Si tratta di una previsione inedita, che attribuisce al P.M. un ruolo d’impulso nella scelta del rito deflattivo fin dalle indagini preliminari.
Tale ipotesi si distingue nettamente dalla già prevista ed immutata “sospensione del procedimento con messa alla prova nel corso delle indagini preliminari” (art. 464-ter c.p.p.) per due ordini di ragioni:
- nella disciplina preesistente l’elaborazione del programma è, almeno teoricamente, successiva alla presentazione della richiesta. Nella nuova disciplina, al contrario, il P.M. indica già nell’avviso ex art. 415-bis c.p.p. “la durata e i contenuti essenziali del programma trattamentale”

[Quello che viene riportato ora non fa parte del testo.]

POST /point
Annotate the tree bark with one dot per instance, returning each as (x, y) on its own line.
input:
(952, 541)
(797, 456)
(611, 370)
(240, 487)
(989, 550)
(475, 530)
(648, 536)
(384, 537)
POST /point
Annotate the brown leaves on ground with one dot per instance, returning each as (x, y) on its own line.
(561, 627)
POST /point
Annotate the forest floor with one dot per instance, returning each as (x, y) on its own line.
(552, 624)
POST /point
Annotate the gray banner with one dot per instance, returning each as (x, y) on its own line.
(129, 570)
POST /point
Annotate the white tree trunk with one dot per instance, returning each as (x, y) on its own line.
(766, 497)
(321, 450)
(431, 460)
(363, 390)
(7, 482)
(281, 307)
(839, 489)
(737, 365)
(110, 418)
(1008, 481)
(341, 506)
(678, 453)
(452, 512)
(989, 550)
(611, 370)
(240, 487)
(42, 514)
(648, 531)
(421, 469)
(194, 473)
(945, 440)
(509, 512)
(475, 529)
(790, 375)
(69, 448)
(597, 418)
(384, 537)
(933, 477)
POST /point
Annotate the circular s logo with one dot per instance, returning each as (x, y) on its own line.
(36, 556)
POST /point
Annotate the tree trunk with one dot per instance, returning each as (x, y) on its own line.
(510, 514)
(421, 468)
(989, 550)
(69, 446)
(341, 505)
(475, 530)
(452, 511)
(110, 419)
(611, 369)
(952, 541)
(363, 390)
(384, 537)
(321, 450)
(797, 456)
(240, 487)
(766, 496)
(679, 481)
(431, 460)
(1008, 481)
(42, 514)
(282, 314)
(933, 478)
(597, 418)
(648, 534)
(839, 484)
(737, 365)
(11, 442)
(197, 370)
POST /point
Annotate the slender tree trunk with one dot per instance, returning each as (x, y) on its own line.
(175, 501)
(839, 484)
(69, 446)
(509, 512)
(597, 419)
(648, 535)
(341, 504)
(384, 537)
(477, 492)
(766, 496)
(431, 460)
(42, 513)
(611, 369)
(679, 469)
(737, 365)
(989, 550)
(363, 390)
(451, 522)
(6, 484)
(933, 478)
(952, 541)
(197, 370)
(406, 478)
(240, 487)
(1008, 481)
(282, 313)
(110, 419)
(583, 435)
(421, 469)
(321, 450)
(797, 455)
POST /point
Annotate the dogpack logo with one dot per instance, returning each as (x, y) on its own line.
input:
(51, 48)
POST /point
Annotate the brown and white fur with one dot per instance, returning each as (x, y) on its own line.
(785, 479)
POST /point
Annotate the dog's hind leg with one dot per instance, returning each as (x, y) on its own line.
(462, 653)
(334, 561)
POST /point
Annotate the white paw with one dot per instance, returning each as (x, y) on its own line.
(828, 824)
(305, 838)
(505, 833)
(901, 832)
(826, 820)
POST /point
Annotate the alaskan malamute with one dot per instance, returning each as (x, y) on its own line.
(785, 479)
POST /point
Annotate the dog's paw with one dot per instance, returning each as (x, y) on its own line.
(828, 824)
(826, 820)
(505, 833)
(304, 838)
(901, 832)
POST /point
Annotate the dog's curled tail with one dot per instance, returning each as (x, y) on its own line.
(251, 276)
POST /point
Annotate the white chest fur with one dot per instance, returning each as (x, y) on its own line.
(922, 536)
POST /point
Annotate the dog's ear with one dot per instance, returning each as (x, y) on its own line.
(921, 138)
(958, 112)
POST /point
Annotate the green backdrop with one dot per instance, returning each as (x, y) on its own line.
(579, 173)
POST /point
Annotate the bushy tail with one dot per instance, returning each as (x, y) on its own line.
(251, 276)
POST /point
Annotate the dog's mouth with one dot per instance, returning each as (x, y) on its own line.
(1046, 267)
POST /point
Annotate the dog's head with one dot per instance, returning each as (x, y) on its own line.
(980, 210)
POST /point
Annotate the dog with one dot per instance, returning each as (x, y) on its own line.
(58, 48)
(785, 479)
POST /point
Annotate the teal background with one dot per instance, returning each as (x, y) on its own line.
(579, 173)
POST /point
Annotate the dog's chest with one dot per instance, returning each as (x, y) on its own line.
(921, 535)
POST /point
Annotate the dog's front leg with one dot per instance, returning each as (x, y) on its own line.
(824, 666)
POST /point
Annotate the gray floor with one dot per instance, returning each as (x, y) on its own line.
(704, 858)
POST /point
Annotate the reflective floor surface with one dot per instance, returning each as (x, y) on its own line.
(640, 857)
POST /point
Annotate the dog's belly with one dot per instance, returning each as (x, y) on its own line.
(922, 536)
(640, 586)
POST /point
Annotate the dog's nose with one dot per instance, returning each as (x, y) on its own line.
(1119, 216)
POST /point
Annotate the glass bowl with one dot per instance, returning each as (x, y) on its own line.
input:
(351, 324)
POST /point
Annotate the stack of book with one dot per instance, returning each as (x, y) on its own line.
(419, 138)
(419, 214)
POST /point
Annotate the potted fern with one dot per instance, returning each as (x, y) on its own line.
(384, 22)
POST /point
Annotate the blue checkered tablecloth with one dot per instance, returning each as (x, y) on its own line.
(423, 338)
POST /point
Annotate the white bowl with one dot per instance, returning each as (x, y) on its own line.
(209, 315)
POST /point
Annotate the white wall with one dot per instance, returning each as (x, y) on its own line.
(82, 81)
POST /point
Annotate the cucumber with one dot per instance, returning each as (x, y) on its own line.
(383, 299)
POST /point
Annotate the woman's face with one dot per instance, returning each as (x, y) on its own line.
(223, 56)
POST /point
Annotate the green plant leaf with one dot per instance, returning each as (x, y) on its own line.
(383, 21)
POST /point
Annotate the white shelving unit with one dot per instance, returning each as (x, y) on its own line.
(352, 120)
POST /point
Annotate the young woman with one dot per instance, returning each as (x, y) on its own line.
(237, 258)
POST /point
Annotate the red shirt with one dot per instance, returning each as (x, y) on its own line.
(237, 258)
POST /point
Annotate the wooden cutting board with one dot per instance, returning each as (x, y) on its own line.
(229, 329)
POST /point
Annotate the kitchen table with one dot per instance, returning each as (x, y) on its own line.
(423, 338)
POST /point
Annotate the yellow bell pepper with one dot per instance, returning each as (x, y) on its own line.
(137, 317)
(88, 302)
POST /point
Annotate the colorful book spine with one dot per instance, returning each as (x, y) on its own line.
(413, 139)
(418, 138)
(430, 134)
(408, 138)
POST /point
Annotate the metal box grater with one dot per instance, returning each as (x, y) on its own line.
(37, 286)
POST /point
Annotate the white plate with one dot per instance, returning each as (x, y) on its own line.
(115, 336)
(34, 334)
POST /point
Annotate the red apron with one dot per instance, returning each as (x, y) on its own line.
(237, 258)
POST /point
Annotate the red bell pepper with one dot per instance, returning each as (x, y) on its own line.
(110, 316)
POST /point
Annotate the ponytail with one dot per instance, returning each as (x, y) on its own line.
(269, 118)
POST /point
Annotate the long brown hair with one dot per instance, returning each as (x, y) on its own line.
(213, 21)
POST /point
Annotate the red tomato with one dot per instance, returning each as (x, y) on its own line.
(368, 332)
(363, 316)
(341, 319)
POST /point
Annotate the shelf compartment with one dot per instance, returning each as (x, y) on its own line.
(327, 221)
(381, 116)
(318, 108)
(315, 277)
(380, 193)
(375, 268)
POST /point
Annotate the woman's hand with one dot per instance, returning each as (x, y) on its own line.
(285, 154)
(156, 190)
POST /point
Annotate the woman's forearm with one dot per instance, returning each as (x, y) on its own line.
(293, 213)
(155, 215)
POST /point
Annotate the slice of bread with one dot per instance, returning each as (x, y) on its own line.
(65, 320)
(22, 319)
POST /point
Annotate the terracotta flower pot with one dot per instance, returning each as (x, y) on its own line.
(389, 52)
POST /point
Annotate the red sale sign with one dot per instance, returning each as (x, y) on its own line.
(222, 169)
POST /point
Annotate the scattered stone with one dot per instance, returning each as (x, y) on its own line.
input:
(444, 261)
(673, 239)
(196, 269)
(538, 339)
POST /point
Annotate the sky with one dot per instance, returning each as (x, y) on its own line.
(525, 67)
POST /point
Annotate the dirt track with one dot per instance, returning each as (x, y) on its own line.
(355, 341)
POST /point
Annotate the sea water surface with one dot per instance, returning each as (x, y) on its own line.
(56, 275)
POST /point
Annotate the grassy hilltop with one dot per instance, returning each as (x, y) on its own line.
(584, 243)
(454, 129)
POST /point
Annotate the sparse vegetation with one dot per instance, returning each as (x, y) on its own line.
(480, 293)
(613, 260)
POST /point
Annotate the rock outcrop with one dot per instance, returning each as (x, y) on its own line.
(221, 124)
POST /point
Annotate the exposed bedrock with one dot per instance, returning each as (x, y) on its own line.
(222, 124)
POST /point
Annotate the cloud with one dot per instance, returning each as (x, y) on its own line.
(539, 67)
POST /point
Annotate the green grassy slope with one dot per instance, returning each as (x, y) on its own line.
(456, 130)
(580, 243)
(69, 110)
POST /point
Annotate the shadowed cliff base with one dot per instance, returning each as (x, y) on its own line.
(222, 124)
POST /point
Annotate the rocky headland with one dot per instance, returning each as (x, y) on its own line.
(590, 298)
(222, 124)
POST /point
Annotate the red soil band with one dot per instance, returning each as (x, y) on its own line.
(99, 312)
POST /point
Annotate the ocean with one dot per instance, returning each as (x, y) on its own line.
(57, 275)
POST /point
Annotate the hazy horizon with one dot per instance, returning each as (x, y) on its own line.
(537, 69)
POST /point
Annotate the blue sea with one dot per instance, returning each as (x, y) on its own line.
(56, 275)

- la nuova disciplina prevede l’iniziativa del Pubblico Ministero e l’adesione dell’indagato, laddove la prima richiede all’indagato di presentare la richiesta e al P.M. di prestare consenso scritto o dissenso, parimenti scritto e motivato.
Bene tuttavia precisare come le ipotesi non siano alternative. Al contrario, la loro coesistenza evidenzia ulteriormente il favor del legislatore per l’istituto. Anche all’esito di una richiesta respinta, il Pubblico Ministero potrebbe ritornare sui suoi passi, formulando la proposta di programma (ferma ad ogni modo la riproponibilità dell’originaria richiesta da parte dell’imputato prima dell’apertura del dibattimento di primo grado).
Da ultimo, la riforma estende i propri effetti anche ai procedimenti in corso, in manifestazione del massimo sforzo deflattivo della giustizia penale. In via eccezionale, in deroga ai normali termini di legge, la messa alla prova potrà essere richiesta nei procedimenti già pendenti, anche in appello, purché ne ricorrano le altre condizioni.
La richiesta deve essere presentata alla prima udienza utile dopo il 30 dicembre 2022 e, comunque, entro 45 giorni da tale data. Di fatto, il 13 febbraio 2023 è l’ultimo momento in cui, con dichiarazione scritta o orale in udienza o depositata in cancelleria, l’imputato o il procuratore speciale possono affermare la volontà di avvalersi di una simile chanceprocessuale.
Nata come esperimento di probation anglosassone nell’ordinamento italiano, la messa alla prova ha goduto di indubbio favore nel corso degli anni, data l’applicabilità ad un ampio ventaglio di fattispecie e l’effetto estintivo del reato in caso di esito positivo. In tale ottica, le modifiche introdotte dalla riforma Cartabia manifestano la volontà del legislatore di rendere ancor più diffusa la messa alla prova; nondimeno, il giudizio preliminare sulle novità legislative non può essere univoco.
Difatti, se l’estensione del catalogo dei reati è da salutarsi con indubbio favore, solo il tempo potrà rivelare se la richiesta del P.M. all’esito delle indagini preliminari diverrà una comune metodologia deflattiva del procedimento penale o se, al contrario, gli Uffici di Procura avranno difficoltà a farsi carico di tale ulteriore adempimento.
È infatti indubbio che l’elaborazione dei contenuti del programma di trattamento e l’interlocuzione con l’Ufficio di Esecuzione Penale Esterna – vero e proprio tramite tra il Tribunale e le realtà sociali in cui la messa alla prova viene svolta – siano ad oggi affidati, in via pressoché esclusiva, all’imputato e al suo difensore. L’effettiva presa in carico di tali attività anche da parte dei Pubblici Ministeri non appare scontata: solo il monitoraggio costante potrà dire se la nuova ipotesi di cui all’art. 464-ter.1 sia stata una felice intuizione o sia destinata a rimanere “lettera morta”.